Давид достиг цели. Поль неуклюже заерзал, как будто сидел на доске с гвоздями.

– Не хотел тебя обидеть, – пробормотал он.

– Не волнуйся, – успокоила его Анна. – Давид шутит. Он обожает ставить людей в неловкое положение.

По правде говоря, Давид хотел лишь, чтобы его оставили в покое, но то было не во вкусе Анны.

– Ты ведь шутишь, не так ли? – настаивала она. – Давай скажи ему…

– Ну да, шучу… – с тем же невозмутимым видом ответил Давид. – Дурака валяю. О суициде и речи быть не может, пока не пересплю со всем агентством «Элит», включая секретарш и уборщиц.

Давид забыл, что одно из главных качеств Анны заключалось в ее способности повергнуть человека в самые глубокие бездны отчаяния с помощью двух-трех фраз.

Она немедленно ему об этом напомнила.

– Хватит изображать из себя подростка-недоумка, Давид… И не переживай: с первой же волной разводов у тебя тоже появится шанс создать семью…

В воображении Давида возникла картина: ангельское личико Анны, обрамленное ореолом гемоглобина. Он добавил немного печали глазам, придал страдальческого выражения губам – все, готово. Неплохо… Более реалистично не вышло бы и у Мантеньи [17].

Словно прочтя его мысли, Анна изобразила притворное смущение:

– О, извини! Не хотела тебя огорчить…

Разумеется, она с превеликим удовольствием загнала бы его в пучину депрессии и радовалась бы каждый раз при виде его помрачневшего лица.

В последний Давид наблюдал эту довольную улыбку восемью годами ранее, Анна ушла от него без какого-либо предварительного уведомления. Шло к этому давно, но он, глупец, ничего не замечал. Тогда ему хотелось ее убить, он и сейчас не знал, как сумел не поддаться искушению.

Но самое худшее заключалось в том, что Анна, вероятно, и не была так уж виновата. Пять лет денно и нощно работал Давид над докторской по философии, но так и не пришел в своих исследованиях к какому-то значительному результату. Его научный руководитель выбросился из окна. Декан, то есть самый могущественный человек Сорбонны, ненавидел его и грозил раздавить, как букашку.
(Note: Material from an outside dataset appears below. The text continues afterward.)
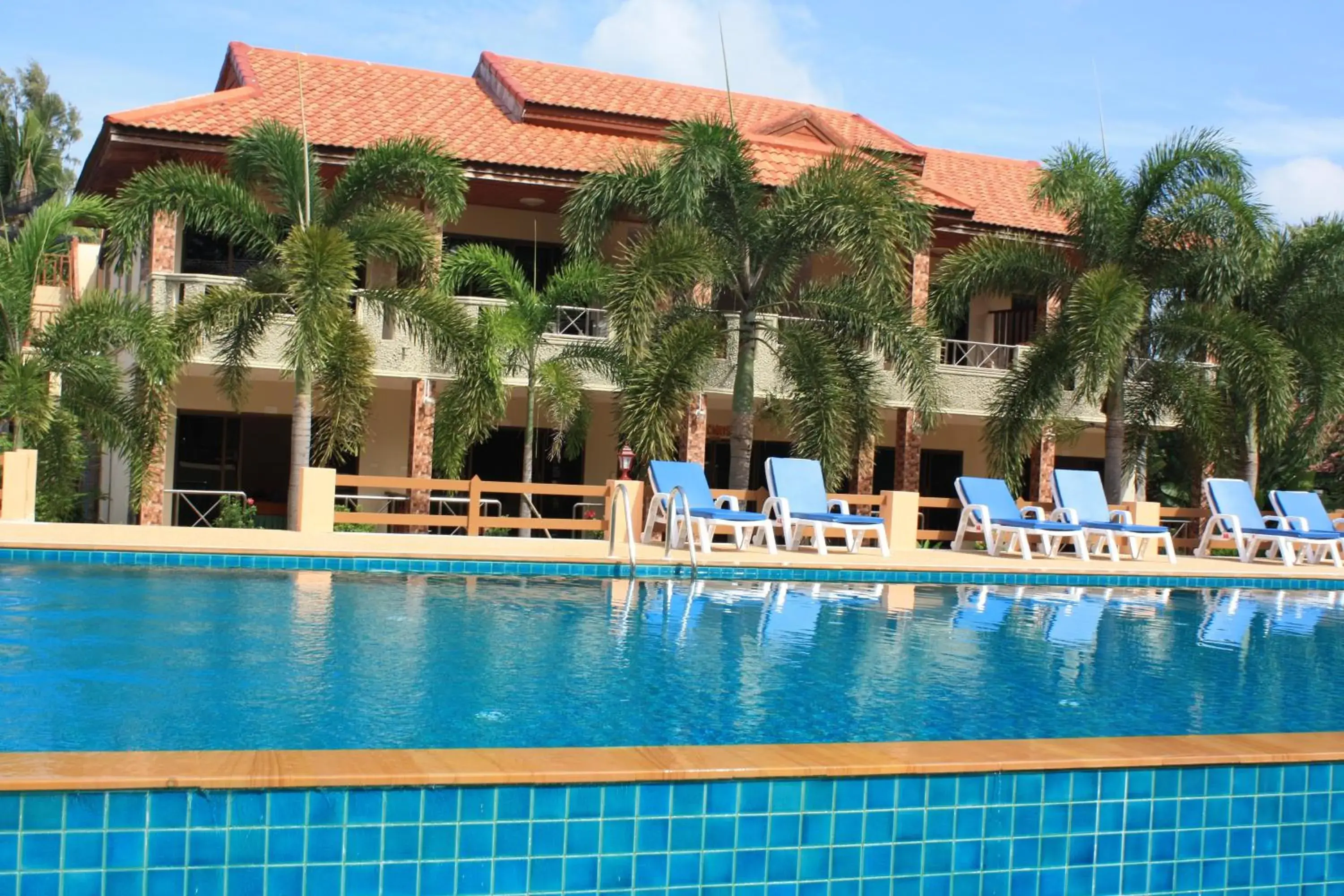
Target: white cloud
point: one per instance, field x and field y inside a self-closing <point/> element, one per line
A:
<point x="679" y="41"/>
<point x="1304" y="189"/>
Изображать из себя оптимиста у него не было ни малейших оснований. Его краткосрочные профессиональные перспективы колебались в промежутке от туманных до ничтожных. Если ему вдруг удастся закончить диссертацию – чудеса порой случаются, – его ждет блестящее будущее ученого, живущего на пособие по безработице.
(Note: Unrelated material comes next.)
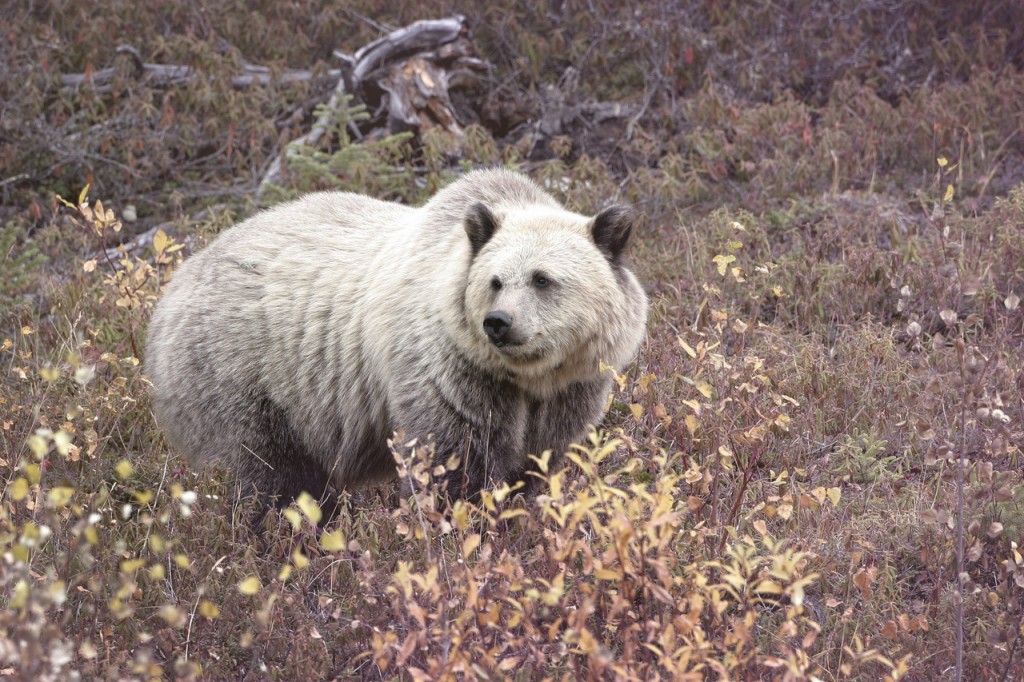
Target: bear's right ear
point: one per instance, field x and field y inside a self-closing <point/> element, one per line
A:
<point x="480" y="226"/>
<point x="611" y="229"/>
А пока, в ожидании этой многообещающей участи, он главным образом выживал благодаря одной небольшой подработке, которая состояла главным образом в ходьбе по бесконечным коридорам, поиске книг на запыленных полках и выслушивании наставлений сварливых начальничков, получивших возможность отыграться на нем за тридцать лет профессиональной скуки. Зарплату – если это вообще можно было назвать зарплатой – Давид получал столь маленькую, что ему каждую неделю звонили из банка, требуя покрыть недостающую сумму задолженности.

По принципу системы сообщающихся сосудов Давид обращался тогда к родителям. Периодически они играли в одну и ту же игру: Давид звонил матери с мольбами о помощи, та изображала колебания, заявляла, что нужно переговорить с отцом, и вешала трубку, сетуя на гнусного отпрыска, посланного ей Богом.

На следующее утро по почте приходил чек, и Давид, униженный и пристыженный – ему, наверное, было бы легче пользоваться деньгами, полученными от наркотрафика, – торопился с ним в банк. Он считал для себя долгом чести забывать поблагодарить спасителей до последнего дня следующего месяца, когда очередной ультиматум банка вынуждал его вновь набирать их номер.

Давид размышлял о трудностях интеграции в безжалостное общество потребления суперквалифицированных тридцатилетних мужчин, когда Поль предложил пойти выпить аперитива. Они переместились за стол гостиной, на котором уже стояли стаканы, полупустая бутылка «мартини» и тарелка с быстрозамороженными закусками. Воспользовавшись паузой, Анна вновь ринулась в атаку:

– Ты не можешь так больше жить, Давид. Ты должен действовать.

– Спасибо за совет. Подумаю о нем на досуге.

Анна умела быть не только надоедливой, но и упрямой. Вступив в ту жизненную стадию, когда на первое место выходит создание комфортной материальной среды, она никогда не понимала, что такого особенного нашел Давид в своем руководителе, Альбере Када.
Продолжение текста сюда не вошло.